J’aurais également pu me mettre en mode « suicide » et aller faire du bungee en bas du pont Jacques-Cartier, mais comme Michel Barrette est parti faire un road trip avec France Castel « pour le plaisir », j’ai préféré rester chez moi à attendre que ma grippe se transforme en scorbut et m’emmène délicatement vers une mort lente, mais certaine.

J’ai finalement décidé d’allumer ma télé et de me mettre en mode « Salvail ».  Et là, je ne parle pas de porter des costumes cintrés en souriant jusqu’à me donner une crampe aux maxillaires…  Je parle du nouveau talk-show de fin de soirée à V, animé par Éric Salvail.

J’haïs pas le gars.  Je suis plutôt neutre.  Je n’ai jamais suivi ses anciennes émissions…  Trop beige, clean, Télé-Métropole…

Mais s’il y a une chose que j’aime, c’est les talk-shows.  Et on est en manque au Québec.  L’an dernier, on avait le show du gros cave, mais il portait tellement bien son nom que je préférais encore écouter les nouvelles de la station beige lues par un androïde dépourvu de toute émotion.

En mode Salvail contient tout de ce qui fait le succès des talk-shows américains (pas qu’ils soient nécessairement un modèle, mais bon…) et mise d’abord sur le charisme de son animateur.  Comme concept, c’est casse-gueule, mais après avoir visionné les premières émissions qui ont débuté lundi dernier, force est de constater qu’Éric Salvail s’en tire à merveille.

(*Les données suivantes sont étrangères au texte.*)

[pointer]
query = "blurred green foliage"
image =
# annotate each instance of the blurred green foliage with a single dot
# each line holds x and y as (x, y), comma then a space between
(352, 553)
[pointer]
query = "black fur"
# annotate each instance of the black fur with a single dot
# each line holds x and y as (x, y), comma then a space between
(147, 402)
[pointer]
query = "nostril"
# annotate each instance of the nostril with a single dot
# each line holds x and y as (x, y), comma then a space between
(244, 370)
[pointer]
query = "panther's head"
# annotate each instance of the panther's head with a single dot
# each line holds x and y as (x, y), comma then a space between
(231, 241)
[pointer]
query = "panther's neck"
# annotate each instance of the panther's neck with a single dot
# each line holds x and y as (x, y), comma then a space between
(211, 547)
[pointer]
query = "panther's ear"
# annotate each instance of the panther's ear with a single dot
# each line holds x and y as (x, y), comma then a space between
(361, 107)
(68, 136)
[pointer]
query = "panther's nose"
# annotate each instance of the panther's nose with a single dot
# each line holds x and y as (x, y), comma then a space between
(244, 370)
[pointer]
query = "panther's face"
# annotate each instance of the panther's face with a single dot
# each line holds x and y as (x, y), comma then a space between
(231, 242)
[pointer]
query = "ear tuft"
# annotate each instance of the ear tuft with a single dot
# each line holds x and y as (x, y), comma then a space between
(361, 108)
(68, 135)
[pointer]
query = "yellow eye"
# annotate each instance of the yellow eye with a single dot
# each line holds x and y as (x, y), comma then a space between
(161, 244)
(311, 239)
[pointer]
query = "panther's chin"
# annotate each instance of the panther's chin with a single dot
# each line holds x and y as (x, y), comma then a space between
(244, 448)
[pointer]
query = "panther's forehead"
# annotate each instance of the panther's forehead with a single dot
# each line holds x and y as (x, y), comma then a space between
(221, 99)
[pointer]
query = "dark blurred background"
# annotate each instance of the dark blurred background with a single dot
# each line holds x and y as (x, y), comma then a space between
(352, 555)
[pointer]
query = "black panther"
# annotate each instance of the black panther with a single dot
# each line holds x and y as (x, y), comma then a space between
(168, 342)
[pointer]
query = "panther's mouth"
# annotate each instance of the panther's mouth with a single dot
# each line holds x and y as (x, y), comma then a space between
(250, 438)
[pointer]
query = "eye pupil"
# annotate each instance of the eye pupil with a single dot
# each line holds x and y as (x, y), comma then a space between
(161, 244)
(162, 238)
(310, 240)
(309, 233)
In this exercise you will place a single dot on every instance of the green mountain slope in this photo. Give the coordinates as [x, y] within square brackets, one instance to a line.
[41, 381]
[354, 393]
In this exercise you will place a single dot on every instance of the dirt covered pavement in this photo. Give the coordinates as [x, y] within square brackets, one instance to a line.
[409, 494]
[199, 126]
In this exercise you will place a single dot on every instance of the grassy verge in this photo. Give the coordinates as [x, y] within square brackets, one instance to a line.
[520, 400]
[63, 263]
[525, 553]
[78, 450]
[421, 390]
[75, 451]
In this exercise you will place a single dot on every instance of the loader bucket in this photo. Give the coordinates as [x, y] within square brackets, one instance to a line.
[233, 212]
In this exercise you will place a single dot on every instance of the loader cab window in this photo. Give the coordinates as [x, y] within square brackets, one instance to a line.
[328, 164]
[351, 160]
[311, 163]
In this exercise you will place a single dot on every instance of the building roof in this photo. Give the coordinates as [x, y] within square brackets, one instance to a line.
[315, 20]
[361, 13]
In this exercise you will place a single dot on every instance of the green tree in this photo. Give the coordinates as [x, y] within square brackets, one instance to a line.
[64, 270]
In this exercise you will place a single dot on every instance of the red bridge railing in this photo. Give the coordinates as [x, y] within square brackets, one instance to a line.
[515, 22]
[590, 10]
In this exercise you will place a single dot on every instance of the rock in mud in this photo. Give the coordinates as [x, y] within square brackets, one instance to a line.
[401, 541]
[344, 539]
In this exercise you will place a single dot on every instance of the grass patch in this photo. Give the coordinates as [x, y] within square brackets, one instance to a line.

En direct, sur une scène entourée de son public qui a accès à des boissons alcoolisées (Woohoo !), le ton d’Éric se veut un peu crunchy, baveux, mais pas malaisant comme l’est Joël Legendre lorsqu’il a oublié de boire sa boisson au soya Silk.

Est-ce que mon « mode Salvail » durera plus d’une semaine ?  Je l’ignore.  Une fois rétabli de ma grippe, je ferai probablement des activités plus intéressantes que regarder la TV.  Les épisodes sont disponibles en ligne, si un besoin de rattrapage s’impose.